For starters, humans are diurnal animals, meaning that we are active during the day and sleep during the night. In contrast, cats are either nocturnal animals or crepuscular animals, meaning that they are either active at night or active at twilight. Due to this, it should come as no surprise to learn that cat eyes are adapted for those conditions, thus resulting in numerous differences from human eyes.
One excellent example is how cat eyes have more rod cells compared to human eyes, which provides them with a couple of important benefits. First, more rod cells means a better ability to see in the dark, thus making cats much more capable of operating in the darkness when compared to diurnal animals. Second, more rod cells means a better ability to pick up on fast movement, which is useful for not just predators looking to catch their next meal but also for smaller predators who have to watch out for bigger predators that might want to make them into their next meal. Considering how useful these benefits are to cats, it is no wonder that cats have developed such good night vision, so much so that they can see clearly even when they have no more than 15 percent of the light that a human would need to do the same.
With that said, while cat eyes might have more rod cells compared to human eyes, they have fewer cone cells as well. This is interesting because cone cells is what enables eyes to distinguish between colors. Previously, it was believed that cat eyes were so bad at distinguish between colors that they saw the world in nothing but black and white. More recent research has proven that this is not the case. Instead, cats are capable of seeing blues and greens, but they struggle when it comes to red, with the result that they often struggle to distinguish red from green.

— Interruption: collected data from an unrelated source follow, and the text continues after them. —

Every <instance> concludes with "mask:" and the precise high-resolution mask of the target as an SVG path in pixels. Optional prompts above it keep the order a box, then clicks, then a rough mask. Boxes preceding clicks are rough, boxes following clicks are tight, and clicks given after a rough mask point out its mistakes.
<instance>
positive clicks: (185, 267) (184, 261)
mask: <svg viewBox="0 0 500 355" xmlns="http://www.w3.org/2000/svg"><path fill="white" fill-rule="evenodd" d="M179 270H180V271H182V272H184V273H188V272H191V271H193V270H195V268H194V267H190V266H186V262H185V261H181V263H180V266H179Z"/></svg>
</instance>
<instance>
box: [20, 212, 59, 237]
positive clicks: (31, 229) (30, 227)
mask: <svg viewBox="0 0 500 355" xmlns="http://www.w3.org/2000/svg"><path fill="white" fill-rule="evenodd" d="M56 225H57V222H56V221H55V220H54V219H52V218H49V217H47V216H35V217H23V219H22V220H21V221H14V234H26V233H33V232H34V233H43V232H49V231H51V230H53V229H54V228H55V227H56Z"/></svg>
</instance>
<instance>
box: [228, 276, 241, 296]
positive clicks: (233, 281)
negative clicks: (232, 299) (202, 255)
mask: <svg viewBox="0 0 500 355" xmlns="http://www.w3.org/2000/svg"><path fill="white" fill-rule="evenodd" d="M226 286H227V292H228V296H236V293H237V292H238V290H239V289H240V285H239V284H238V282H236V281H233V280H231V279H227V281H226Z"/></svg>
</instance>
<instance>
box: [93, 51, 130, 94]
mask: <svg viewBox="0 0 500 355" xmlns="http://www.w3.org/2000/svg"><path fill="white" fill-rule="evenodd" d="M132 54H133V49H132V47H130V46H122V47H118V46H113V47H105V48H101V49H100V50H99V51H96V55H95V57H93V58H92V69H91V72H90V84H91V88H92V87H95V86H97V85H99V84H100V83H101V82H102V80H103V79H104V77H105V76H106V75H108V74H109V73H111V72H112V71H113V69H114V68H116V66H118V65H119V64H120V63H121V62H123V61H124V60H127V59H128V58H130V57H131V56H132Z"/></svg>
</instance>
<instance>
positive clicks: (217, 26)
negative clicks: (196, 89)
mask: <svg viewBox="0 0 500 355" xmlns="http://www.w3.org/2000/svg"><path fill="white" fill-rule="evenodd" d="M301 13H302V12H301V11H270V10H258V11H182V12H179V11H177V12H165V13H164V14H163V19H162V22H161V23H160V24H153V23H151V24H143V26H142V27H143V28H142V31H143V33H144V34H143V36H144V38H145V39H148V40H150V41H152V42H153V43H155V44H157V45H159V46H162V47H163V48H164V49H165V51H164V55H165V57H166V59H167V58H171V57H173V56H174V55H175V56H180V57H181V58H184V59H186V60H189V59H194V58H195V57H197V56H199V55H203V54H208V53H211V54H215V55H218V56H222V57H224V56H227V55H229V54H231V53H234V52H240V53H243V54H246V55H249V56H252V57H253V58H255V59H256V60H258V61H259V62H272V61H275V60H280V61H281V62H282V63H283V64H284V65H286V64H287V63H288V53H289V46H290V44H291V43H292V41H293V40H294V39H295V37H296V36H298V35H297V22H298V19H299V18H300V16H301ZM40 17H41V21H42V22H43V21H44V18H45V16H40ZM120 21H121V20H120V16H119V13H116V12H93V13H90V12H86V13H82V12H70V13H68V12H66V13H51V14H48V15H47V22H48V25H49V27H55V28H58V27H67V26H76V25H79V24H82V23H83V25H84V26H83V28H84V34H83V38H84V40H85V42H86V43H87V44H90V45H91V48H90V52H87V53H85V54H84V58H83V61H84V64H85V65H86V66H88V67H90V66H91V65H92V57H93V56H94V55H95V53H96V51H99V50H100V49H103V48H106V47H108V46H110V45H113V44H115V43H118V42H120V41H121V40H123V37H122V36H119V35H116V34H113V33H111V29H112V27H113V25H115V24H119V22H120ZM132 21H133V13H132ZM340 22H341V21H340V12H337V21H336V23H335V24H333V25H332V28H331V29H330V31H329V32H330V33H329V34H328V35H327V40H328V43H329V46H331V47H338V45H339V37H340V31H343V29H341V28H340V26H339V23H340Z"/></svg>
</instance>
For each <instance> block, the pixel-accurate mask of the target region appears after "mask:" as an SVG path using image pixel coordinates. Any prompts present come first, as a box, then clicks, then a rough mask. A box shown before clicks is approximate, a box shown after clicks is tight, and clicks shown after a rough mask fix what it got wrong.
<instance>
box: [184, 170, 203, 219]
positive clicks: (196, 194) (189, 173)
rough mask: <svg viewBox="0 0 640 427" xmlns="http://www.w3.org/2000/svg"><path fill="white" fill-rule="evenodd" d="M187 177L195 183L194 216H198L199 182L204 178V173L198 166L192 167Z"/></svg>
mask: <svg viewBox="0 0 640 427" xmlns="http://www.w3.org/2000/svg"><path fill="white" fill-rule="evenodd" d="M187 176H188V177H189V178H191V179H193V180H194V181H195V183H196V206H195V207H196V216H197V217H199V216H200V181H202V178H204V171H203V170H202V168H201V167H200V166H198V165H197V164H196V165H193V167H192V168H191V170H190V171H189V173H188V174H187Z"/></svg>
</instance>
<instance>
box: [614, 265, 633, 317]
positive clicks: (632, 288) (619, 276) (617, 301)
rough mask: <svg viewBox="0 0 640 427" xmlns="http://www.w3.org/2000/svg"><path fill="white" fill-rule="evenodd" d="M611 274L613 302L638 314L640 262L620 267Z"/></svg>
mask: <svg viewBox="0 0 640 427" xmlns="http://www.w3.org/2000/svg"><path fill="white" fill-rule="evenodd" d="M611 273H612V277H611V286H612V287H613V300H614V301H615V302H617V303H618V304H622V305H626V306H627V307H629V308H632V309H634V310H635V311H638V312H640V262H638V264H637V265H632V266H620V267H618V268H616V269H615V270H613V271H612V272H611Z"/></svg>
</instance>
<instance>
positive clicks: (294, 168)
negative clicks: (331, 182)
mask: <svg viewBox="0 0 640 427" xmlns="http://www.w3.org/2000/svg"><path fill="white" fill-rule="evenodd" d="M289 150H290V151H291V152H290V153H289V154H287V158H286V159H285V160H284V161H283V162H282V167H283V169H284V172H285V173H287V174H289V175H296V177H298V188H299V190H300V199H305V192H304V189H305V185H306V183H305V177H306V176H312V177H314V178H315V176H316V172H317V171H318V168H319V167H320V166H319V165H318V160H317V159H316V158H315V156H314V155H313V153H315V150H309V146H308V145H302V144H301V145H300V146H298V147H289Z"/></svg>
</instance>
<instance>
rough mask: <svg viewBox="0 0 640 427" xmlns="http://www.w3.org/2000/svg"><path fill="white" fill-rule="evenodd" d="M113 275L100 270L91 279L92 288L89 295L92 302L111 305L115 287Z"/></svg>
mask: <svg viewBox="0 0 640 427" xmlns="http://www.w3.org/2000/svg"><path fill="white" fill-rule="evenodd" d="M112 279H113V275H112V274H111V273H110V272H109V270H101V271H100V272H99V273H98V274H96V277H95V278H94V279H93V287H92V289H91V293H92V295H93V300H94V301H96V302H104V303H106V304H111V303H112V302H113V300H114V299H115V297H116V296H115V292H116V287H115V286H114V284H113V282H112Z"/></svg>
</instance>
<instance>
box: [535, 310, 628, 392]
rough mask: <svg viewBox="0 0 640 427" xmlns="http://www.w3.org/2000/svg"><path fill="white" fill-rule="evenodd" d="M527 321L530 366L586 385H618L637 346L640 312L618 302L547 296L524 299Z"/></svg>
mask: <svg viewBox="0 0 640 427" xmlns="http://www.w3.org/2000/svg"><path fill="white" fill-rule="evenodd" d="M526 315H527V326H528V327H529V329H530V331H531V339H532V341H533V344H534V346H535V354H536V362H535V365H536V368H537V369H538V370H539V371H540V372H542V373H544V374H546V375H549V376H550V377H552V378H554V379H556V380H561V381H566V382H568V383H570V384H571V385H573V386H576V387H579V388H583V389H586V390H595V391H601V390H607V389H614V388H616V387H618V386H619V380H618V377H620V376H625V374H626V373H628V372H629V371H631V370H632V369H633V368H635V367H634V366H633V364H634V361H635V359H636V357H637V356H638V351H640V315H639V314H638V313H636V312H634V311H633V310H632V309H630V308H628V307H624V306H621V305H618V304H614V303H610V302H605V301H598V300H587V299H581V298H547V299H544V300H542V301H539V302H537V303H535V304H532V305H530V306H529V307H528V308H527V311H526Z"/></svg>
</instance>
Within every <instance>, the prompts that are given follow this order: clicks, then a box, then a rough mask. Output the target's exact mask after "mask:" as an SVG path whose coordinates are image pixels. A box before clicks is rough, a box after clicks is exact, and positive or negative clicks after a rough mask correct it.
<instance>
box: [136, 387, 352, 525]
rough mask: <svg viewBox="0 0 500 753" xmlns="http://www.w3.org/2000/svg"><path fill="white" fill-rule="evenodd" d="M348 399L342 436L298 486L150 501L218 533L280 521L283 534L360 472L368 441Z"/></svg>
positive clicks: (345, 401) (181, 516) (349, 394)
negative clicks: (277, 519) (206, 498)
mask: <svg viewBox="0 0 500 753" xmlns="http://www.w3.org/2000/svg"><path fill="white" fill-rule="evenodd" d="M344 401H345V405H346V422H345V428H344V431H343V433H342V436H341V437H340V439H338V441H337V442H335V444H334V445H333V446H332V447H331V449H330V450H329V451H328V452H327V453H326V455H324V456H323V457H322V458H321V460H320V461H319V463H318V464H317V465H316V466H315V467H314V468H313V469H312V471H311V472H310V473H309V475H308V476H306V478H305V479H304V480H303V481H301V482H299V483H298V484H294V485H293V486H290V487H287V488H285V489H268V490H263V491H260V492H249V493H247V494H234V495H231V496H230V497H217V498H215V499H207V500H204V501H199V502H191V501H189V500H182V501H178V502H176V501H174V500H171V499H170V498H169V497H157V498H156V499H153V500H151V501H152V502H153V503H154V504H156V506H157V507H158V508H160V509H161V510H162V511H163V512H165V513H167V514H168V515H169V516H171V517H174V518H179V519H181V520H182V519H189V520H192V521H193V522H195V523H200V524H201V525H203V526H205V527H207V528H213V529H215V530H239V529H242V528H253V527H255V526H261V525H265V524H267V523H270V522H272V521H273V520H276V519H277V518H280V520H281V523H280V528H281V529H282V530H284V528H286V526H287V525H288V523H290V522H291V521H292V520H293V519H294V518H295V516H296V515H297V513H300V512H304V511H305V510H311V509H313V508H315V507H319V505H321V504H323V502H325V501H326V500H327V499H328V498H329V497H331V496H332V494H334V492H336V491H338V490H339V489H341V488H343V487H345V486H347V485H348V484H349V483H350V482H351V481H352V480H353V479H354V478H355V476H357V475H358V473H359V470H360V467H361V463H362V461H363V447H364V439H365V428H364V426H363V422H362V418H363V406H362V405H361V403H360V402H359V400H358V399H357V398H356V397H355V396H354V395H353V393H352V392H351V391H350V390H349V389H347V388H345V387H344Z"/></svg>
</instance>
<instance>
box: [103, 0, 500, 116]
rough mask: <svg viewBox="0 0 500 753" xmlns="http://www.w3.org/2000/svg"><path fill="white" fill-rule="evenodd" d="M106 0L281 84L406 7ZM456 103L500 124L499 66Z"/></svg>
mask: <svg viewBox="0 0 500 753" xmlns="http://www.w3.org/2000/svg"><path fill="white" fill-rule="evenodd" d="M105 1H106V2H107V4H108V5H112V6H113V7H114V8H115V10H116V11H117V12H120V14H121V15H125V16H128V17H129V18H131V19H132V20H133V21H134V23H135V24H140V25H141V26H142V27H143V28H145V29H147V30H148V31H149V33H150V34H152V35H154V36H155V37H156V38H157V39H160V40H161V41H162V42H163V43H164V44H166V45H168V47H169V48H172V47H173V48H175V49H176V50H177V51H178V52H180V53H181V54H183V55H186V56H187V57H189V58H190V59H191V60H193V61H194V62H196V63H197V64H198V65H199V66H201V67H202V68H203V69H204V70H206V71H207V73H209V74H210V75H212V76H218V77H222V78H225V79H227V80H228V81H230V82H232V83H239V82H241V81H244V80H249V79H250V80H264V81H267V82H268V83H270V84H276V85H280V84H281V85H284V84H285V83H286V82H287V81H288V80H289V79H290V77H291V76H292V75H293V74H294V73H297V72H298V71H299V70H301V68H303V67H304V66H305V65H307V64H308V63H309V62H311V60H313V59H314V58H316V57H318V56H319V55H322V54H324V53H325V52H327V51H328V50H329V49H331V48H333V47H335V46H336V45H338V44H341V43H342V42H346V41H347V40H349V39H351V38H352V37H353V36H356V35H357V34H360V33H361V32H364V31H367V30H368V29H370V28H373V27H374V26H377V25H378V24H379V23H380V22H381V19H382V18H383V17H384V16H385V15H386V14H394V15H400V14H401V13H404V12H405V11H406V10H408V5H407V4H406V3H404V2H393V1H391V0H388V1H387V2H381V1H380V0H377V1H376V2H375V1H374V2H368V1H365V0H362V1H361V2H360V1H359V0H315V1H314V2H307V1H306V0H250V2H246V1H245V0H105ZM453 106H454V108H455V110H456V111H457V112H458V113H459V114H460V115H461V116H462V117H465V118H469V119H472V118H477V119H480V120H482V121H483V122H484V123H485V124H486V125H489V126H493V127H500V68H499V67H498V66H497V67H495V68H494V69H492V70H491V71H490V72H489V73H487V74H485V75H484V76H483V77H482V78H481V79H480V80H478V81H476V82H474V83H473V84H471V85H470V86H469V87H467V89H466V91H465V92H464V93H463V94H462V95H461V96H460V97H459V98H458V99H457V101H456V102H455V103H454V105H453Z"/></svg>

Speaking of which, the positioning of a cat’s eyes has consequences for its eyesight as well. First, a cat is similar to other predators in that it has its eyes positioned at the front of its face, which is important because that enables said animals to see depth. Something that can be very useful when it comes to hunting down prey. This is in contrast to something like a cow, which has its eyes mounted on the sides of its head in an arrangement that sacrifices the ability to see depth in exchange for a wider range of view than otherwise possible. Suffice to say that a wide range of view enables animals to monitor a wider range of potential threats simultaneously, which would have been a great help to their chances of survival. Having said this, a cat’s field of vision is actually slightly bigger than a human’s field of vision at 200 degrees compared to 180 degrees, meaning that they are better at monitoring their surroundings than we are.
Curiously, there is one other significant difference between cat eyes and human eyes. In short, cats are good at seeing objects that are situated close to them but not so good at seeing objects that are situated further from them. In fact, cats struggle to see beyond 20 feet, so much so that their vision at that distance is comparable to what we can see at 100 feet. Once again, the nearsightedness of cats is believed to be beneficial for their predatory behavior, which tends to be focused on prey animals that are close to them.
Summed up, there are actually significant differences between how cats and humans see the world, which can make fascinating reading material in their own right. However, there is a practical value to this as well because by better understanding our feline companions, we can improve our ability to interact with them in an efficient and effective manner that will serve to make both of us happy.